The system partitioning that hypothesis will be protected is below C dish, and the file system of subregion is NTFS, realizes the protection to C dish by following step.
(1) set up the sector valid data bit data stream of C dish subregion.Analyze new technology file system, find NTFS bunch to take file, and obtain every bunch of sector number comprising, bunch taking file is to represent bunch bit data stream whether taking, according to bunch taking file and every bunch of sector number comprising, can Rapid Establishment sector valid data bit data stream.
(2) set up C dish sector block protection mode bit data stream.Piecemeal is carried out by 128 sectors in all sectors to C dish: the 0-127 sector in subregion is a piece, and 128-255 sector is a piece, afterwards the like.The sector piece that is labeled as the place, sector of valid data in the valid data bit data stream of sector is all labeled as to protected, and other sector piece is all labeled as free block, can set up the sector block protection bit data stream of C dish.

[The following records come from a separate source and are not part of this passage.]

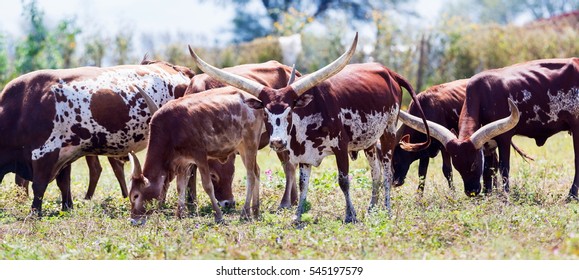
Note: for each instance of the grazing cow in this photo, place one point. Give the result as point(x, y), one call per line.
point(442, 105)
point(212, 124)
point(50, 118)
point(272, 74)
point(542, 96)
point(94, 172)
point(331, 111)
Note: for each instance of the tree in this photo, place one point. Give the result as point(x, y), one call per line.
point(43, 47)
point(123, 44)
point(28, 52)
point(4, 71)
point(94, 50)
point(248, 26)
point(507, 11)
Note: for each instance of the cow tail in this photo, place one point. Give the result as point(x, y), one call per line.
point(404, 142)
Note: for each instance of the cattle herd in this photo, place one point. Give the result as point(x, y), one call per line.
point(192, 123)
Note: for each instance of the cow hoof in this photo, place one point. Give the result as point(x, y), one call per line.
point(138, 222)
point(34, 214)
point(227, 204)
point(350, 220)
point(572, 198)
point(284, 206)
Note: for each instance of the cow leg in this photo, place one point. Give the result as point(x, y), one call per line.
point(573, 195)
point(192, 189)
point(344, 182)
point(118, 169)
point(504, 147)
point(422, 170)
point(63, 182)
point(388, 144)
point(305, 171)
point(21, 182)
point(489, 172)
point(94, 172)
point(249, 159)
point(290, 194)
point(376, 173)
point(447, 168)
point(182, 182)
point(203, 168)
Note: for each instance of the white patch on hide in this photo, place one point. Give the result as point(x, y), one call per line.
point(78, 101)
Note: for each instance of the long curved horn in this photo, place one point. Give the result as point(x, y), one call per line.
point(399, 133)
point(250, 86)
point(137, 171)
point(329, 70)
point(437, 131)
point(152, 106)
point(496, 128)
point(292, 75)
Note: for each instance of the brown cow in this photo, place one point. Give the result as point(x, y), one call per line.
point(272, 74)
point(542, 96)
point(212, 124)
point(94, 172)
point(49, 118)
point(442, 105)
point(331, 112)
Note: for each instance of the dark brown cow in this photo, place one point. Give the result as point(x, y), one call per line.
point(442, 105)
point(272, 74)
point(331, 111)
point(212, 124)
point(50, 118)
point(543, 99)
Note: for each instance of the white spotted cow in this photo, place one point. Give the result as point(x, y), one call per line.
point(535, 99)
point(331, 112)
point(50, 118)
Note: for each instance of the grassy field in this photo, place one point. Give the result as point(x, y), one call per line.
point(535, 224)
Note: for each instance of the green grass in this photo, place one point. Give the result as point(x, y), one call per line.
point(536, 223)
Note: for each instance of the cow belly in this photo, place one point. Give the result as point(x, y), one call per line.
point(365, 129)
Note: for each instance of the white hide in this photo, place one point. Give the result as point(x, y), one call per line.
point(122, 80)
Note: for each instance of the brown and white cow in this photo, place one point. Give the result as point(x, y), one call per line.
point(441, 104)
point(331, 111)
point(49, 118)
point(272, 74)
point(543, 96)
point(212, 124)
point(94, 172)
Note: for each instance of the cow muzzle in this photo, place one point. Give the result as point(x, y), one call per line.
point(138, 221)
point(278, 144)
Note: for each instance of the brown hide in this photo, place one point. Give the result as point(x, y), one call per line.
point(49, 118)
point(222, 125)
point(545, 93)
point(272, 74)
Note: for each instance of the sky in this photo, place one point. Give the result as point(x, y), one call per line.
point(204, 19)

(3) tackle all hard disk operation of writing to C dish: by articulating 13H interrupt vector and hard disk filtration drive being installed, to reach the object of intercepting and capturing C dish read-write operation.In the time intercepting the write operation that C is coiled, inquiry C dish sector block protection status data stream, if the sector piece at the place, sector being modified current is marked as protected, find according to C dish sector block protection status data stream the sector piece that is labeled as free block, read the data of the current sector piece that is just being modified data from hard disk, and these data are backuped in the free block finding above, the backup information of record data, be which sector piece is former data be backed up to, and revise C dish sector block protection status data stream: this free block is labeled as to buffer stopper, the sector piece of revising is labeled as and is backed up piece, then complete the amendment to being backed up piece.
(4) when C dish data wreck, while causing system to guide, if there is significant data file to give for change, can use after other system vectoring computer, first by the data Replica on hard disk to other storage mediums, and then restoring system.If do not have data to give for change, can direct-reduction system.
(5) C dish is destroyed, and C dish is carried out to restoring operation.Carrying out when restoring operation, according to various states and the data backup information of record in the block protection status data stream of C dish sector, if be labeled as protected, buffer stopper or free block in Kuai sector, sector block protection status data stream, do not need to process; If be labeled as and be backed up piece in Kuai sector, sector block protection status data stream; according to the data backup information of record; the data of backup are re-write to the original residing hard disk of data position; finally re-establish C dish sector block protection status data stream according to step (1) (2); and remove all data backup information of record in step (3), C can be coiled to the state of data when returning to software and installing.
Obviously, those skilled in the art can carry out various changes and modification and not depart from the spirit and scope of the present invention the present invention.Like this, if these amendments of the present invention and within modification belongs to the scope of the claims in the present invention and equivalent technologies thereof, the present invention is also intended to comprise these changes and modification interior.The content not being described in detail in this instructions belongs to the known prior art of professional and technical personnel in the field.